Whilst waiting on the side of the road for Edward to arrive,   one of the locals introduced himself to us, and we proceed to have a wide ranging discussion about politics, marriage, economics and the meaning of life! Quite a step up in the education levels, Larry was a trained nurse, having studied for 5 years to qualify. Knowledgeable, articulate and humorous, it was refreshing to chat to him. He was adamant that marriage is like a journey and you have to be very well prepared before you start, so it takes a long time to finally get there. When Stewart suggested it is maybe time to start the journey as he might be tired of all the preparations, he threw his hands up in the air and commented to Annaliese “he is very funny, isn’t he!” We immediately decided that we just love their amazing sense of humour as well as their inquisitive nature.

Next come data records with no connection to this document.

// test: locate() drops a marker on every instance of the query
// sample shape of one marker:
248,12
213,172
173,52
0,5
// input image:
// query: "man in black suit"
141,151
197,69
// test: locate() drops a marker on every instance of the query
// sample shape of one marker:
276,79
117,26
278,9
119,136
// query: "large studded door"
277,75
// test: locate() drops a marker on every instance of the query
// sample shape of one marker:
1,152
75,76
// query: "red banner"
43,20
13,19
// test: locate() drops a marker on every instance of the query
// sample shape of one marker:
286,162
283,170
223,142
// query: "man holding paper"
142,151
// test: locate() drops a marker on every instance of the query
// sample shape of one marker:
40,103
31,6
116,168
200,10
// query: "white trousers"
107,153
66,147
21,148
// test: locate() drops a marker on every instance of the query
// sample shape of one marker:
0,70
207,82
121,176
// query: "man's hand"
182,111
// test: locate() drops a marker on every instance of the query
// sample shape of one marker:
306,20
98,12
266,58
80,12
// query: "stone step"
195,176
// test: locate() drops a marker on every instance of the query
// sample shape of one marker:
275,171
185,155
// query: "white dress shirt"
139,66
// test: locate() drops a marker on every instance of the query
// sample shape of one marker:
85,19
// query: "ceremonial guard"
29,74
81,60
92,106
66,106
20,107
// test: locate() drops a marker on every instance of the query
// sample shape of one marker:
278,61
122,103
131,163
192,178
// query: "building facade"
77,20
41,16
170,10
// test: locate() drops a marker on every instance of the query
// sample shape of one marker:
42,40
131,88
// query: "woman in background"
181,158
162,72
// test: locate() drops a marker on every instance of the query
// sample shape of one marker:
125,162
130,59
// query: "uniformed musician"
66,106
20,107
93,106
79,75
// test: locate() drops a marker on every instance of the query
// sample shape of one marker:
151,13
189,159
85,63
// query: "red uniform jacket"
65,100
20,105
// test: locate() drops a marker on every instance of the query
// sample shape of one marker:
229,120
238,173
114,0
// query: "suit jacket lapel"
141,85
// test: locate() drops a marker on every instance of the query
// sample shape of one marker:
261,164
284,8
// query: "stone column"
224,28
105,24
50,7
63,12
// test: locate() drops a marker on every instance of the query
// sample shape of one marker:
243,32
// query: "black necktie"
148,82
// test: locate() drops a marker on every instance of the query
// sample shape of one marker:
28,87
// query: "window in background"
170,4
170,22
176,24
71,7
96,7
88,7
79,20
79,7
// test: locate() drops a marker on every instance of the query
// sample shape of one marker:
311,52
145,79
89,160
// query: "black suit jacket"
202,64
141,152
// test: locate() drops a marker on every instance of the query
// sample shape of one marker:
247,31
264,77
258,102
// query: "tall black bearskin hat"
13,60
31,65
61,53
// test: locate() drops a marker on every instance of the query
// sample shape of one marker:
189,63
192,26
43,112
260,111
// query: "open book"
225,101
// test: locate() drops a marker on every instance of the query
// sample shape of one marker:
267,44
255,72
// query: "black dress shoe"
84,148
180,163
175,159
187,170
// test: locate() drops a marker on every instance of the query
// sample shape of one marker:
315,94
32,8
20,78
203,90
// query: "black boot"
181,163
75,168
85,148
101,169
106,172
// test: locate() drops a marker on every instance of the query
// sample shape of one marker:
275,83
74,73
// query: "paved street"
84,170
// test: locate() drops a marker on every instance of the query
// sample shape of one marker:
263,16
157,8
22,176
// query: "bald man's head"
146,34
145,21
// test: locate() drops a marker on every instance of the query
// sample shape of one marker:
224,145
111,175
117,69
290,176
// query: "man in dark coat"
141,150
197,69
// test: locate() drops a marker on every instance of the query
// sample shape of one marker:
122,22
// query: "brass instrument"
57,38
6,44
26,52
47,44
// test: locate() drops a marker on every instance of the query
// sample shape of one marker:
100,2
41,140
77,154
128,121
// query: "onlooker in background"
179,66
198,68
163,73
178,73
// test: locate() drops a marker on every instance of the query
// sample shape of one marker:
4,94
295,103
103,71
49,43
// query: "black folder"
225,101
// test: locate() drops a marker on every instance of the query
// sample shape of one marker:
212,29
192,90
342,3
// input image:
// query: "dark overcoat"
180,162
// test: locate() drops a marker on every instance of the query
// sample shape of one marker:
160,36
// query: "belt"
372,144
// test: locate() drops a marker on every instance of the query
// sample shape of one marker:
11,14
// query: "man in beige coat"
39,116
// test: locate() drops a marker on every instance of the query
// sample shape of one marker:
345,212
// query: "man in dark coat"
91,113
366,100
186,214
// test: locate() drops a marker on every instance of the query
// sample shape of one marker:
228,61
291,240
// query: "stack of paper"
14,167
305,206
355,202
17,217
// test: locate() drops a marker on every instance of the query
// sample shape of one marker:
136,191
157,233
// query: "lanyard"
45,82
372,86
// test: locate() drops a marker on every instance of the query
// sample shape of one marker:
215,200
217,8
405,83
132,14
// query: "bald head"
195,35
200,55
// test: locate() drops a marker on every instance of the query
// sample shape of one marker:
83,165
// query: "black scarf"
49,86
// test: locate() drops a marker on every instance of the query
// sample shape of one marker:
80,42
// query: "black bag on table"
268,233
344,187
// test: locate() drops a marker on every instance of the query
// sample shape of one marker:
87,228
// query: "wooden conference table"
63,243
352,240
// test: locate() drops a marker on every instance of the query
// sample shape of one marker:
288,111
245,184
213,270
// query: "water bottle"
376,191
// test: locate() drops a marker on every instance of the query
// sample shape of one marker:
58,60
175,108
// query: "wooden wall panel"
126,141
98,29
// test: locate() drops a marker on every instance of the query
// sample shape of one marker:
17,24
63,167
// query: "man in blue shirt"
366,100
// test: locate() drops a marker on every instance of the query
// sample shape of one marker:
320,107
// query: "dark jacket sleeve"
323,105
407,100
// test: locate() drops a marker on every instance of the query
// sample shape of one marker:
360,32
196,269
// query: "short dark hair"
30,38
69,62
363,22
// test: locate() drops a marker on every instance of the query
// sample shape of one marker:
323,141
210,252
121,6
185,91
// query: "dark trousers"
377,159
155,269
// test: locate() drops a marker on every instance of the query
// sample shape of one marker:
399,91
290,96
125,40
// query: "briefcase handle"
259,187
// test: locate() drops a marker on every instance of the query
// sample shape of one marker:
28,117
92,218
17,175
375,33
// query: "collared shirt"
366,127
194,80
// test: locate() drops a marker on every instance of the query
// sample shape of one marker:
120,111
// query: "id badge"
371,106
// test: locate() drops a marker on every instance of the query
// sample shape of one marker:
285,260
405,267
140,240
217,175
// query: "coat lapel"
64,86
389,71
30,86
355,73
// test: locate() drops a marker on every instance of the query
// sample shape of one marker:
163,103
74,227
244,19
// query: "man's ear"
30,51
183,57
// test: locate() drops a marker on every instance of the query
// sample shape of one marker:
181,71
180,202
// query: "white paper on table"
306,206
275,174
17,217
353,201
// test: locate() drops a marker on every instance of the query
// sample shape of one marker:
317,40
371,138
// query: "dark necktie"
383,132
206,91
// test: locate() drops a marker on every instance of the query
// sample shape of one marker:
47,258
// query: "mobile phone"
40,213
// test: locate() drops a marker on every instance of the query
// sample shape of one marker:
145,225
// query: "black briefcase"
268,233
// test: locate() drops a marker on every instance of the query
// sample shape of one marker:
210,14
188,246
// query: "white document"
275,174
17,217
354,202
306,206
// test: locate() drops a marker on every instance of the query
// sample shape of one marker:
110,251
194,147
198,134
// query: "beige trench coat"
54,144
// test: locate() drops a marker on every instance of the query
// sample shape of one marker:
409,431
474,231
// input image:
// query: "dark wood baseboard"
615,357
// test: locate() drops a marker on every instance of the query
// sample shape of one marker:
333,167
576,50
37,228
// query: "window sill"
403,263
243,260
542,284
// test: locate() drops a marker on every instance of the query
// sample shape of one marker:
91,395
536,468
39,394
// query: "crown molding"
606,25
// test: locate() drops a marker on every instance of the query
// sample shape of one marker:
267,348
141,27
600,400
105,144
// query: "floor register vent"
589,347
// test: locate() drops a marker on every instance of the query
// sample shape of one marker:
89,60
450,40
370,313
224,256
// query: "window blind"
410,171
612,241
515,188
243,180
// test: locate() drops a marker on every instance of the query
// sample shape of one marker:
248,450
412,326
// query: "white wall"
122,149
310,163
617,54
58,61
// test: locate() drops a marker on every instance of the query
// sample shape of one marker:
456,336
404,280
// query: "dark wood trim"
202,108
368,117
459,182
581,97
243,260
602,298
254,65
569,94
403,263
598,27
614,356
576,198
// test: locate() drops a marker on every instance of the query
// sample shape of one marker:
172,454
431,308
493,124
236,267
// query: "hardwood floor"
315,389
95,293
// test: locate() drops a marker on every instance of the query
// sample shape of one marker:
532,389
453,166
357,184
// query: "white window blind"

Every few minutes someone will walk up to you to find out who you actually are, what you are doing there and there will always be a joke at the end or at least a chuckle.

 

Edward and a friend eventually arrived, and we were immediately surprised at how young he looked. Only 27, Edward later told us how he and a group of friends had formed the Volunteer Corps to assist less privileged countrymen in Ghana. For guys still in their 20s, we found this to be incredible, as their attitude is that they are so fortunate to live in a city, to have jobs and to have amenities, that it is their duty and pleasure to give to the less fortunate. We were so happy to realize that they were exactly as we hoped they would be and nothing like the huge NGO’s /International volunteer org that have become such a joke in Africa. Here are a group of young guys that took the initiative, got organized and started working. They need all the support they can get and we will make sure that all the details are on our website for all to see and support.

 

 Brown and his sister preparing Fu Fu

Edward took us to meet “Brown”, a fellow director of the Volunteer Corps, and our host for the few days we would be in Accra before we left for the village where we would be doing volunteer work for the next 3 weeks. Brown put us up in his house just outside Accra, making us feel at home. That night we went out with Edward and his friends, who have given themselves the nickname “The Star Boys”, we assume named after the local beer, “Star”. We had an enjoyable night   debating many topics, including the merits of various international Football stars, world politics, the aims and achievements of the Volunteer Corps, and the merits and demerits of chicken versus guinea fowl as a meal!! We were informed that they even have white guinea fowl and rejected Annaliese’s comment that they might be albino! We were treated to all types of meat whilst the beer flowed one more peppery and spiced with chilli than the next……..A will have a difficult 3 weeks food wise, that is for sure.

 

Edward advised us we would only be leaving Accra on Monday, and that he had arranged a mechanic to see to Stan only once we returned to Accra . So we decided use the time and see if we could get our Burkina Faso visas, which we managed with surprising ease, and then to head to the beach for the weekend. Acting on the advices of many travelers, we headed for a beach resort called Krokobite (pronounced “Croco beeter)  just 30km west of Accra.